Розеншток – создатель «грамматического метода», претендующего на универсальный охват всей без остатка «очеловеченной», социальной действительности. Розеншток полагал, что в своей истории человечество проходит через три основные эпохи. Первая – религиозная, «богословская», основанная на вере; вторая – позитивно-научная, связанная с рассудочным мышлением – мы переживаем ее закат; наконец, третья, куда человечеству надлежит вступить, опирается на феномен речи, характеризуется преобладанием социальных интересов и требует полной переориентации человеческого мышления. «Истина божественна и откровенна – credo ut intelligam[762]. Истина чиста и может быть научно установлена – cogito ergo sum [763]. Истина жизненна и должна быть представлена социально – respondeo etsi mutabar (отвечаю, хотя меняюсь)»[764], – считая третий афоризм формулировкой своего собственного открытия, Розеншток заявляет, что исходит в своей философии из «ответа» (речевого события, а вместе – некоей нравственной ответственности), постулируя изменчивый – временной характер бытия. Главный и специфический вклад Розенштока в философскую область – предположение теснейшей связи, на деле тождества, между бытием и человеческой речью, а также его глубокое убеждение в том, что речь – это мощное орудие воздействия человека на общество. Эпохе веры, полагал Розеншток, соответствует метафизика; в эпоху знания торжествует физика; но, связанные с абстракциями – будь то идеи или материя – «они не занимаются реальной жизнью – жизнью природных существ или общества»[765]. Жизненная конкретность – предмет науки, разрабатываемый самим Розенштоком; он дает этой науке имя «метаномики» и соотносит ее с «новой социальной грамматикой». «Метаномика возвышается над любой частичной и частной областью законодательства, регулирующего функционирование общества на основе закона. Ее дело – закон законодательства в обществе»[766], – итак, «метаномика» занимается наиболее универсальными социальными закономерностями. Ниже мы увидим, что некоторые интуиции метаномики независимо были «открыты» Бахтиным – мы обнаруживаем их за построениями его «архитектоники». Термины же и категории метаномики делают ее специфической философией языка, точнее же сказать, учением об «очеловеченном» бытии, – бытии, порождаемом человеческим языком: «Моя грамматика согласия, мой грамматический органон призван решить задачу оснастить писаный закон каждого данного общества метаномикой»[767].
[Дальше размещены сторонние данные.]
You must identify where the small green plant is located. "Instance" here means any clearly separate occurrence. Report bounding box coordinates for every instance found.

Чего же в конечном итоге хочет добиться Розеншток, подготавливая свой великий антропологический поворот? Переживший войну, Розеншток заявляет, что его цель – «мир для всех, в едином человеческом обществе»[768]. Он оказывается, увы, в точности на уровне середины XX в. – времени повальной вовлеченности общественности всех стран в «борьбу за мир». В какой мере правы последователи Розенштока, провозгласившие его пророком «третьего тысячелетия», покажет, надо думать, будущее: оно не за горами…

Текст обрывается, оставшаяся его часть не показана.